花鎖に甘咬み
きっぱり言いきられると、もうなにも言えない。
そういえば、タイミングよく登場した燈さんは、そもそも、どうして来たんだろう。真弓は燈さんが来ること、知っていたみたいだし。それに、今だって、協力してくれてるんだよね……?
「ちとせ」
振り向いた真弓が私の腕を掴んで。
真弓の腰に回させる。
「え、え」
「しっかり掴まっとかねえと、吹っ飛ぶぞ」
「ひえっ」
吹っ飛ぶなんて、怖すぎる。
思わず小さく悲鳴を上げると、真弓が薄く笑った。
「ほら、手ェ回せ」
「……っ、はい」
遠慮がちにぎゅ、と掴むけれど。
そんな弱い力じゃ足りなかったらしく、真弓が眉を寄せる。
「おい、ちゃんと掴まれって」
「か、かしこまりました」
少しだけ、強めてみる。
それでも、足りないらしい。
「もっと。
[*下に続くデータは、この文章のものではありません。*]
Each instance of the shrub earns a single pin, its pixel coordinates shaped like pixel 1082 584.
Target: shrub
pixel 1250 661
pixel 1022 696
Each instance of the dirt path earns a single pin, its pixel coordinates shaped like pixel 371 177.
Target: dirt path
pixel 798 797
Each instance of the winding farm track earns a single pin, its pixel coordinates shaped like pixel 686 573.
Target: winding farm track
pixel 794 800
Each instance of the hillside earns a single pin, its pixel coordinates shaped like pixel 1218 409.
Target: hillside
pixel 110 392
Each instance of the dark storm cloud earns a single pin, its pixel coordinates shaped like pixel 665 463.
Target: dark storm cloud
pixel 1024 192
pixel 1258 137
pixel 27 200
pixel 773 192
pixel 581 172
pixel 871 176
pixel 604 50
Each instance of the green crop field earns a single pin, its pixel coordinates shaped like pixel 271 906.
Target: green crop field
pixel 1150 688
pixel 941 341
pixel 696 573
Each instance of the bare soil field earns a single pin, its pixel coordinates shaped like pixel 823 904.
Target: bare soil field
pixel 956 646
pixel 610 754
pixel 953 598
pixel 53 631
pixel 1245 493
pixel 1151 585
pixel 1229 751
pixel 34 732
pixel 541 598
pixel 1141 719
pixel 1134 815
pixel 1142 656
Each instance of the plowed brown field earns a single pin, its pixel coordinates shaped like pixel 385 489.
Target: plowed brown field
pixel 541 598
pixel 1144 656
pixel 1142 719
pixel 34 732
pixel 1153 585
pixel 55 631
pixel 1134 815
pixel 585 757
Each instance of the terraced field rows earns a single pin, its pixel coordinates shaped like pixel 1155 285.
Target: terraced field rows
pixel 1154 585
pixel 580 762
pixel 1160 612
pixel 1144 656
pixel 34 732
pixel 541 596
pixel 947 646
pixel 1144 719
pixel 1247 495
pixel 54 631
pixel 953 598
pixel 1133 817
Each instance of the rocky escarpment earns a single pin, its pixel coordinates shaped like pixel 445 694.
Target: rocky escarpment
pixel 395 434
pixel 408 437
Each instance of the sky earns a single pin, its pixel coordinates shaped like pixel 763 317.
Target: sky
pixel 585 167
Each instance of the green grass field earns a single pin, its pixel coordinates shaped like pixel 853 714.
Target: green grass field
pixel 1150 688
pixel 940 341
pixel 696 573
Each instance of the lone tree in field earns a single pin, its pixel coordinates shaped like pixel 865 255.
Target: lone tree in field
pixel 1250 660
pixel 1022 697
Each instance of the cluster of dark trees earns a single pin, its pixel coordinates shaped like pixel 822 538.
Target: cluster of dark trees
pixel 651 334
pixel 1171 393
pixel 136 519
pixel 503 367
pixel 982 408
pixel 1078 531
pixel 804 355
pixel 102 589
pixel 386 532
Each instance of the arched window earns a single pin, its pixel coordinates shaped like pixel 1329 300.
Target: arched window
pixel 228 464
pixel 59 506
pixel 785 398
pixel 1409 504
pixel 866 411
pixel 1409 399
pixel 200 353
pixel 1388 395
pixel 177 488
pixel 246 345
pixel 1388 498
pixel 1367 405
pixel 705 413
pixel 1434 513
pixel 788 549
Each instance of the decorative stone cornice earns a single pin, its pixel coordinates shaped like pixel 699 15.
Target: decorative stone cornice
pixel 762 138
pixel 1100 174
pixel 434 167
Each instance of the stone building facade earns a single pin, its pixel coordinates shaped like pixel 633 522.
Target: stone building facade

足りねえ」
「え、まだ……?」
「体重全部預けろって」
振り向きざまに、真弓がぐいと私の体を引き寄せる。
「わぷっ」
勢い余って鼻先を真弓の背中にぶつけた。
密着するような体勢に、ようやく真弓は満足気に口角を上げる。
「それでいい。離すなよ」
「わ、わかった!」
「よし」
真弓がアクセルスロットルに手をかける。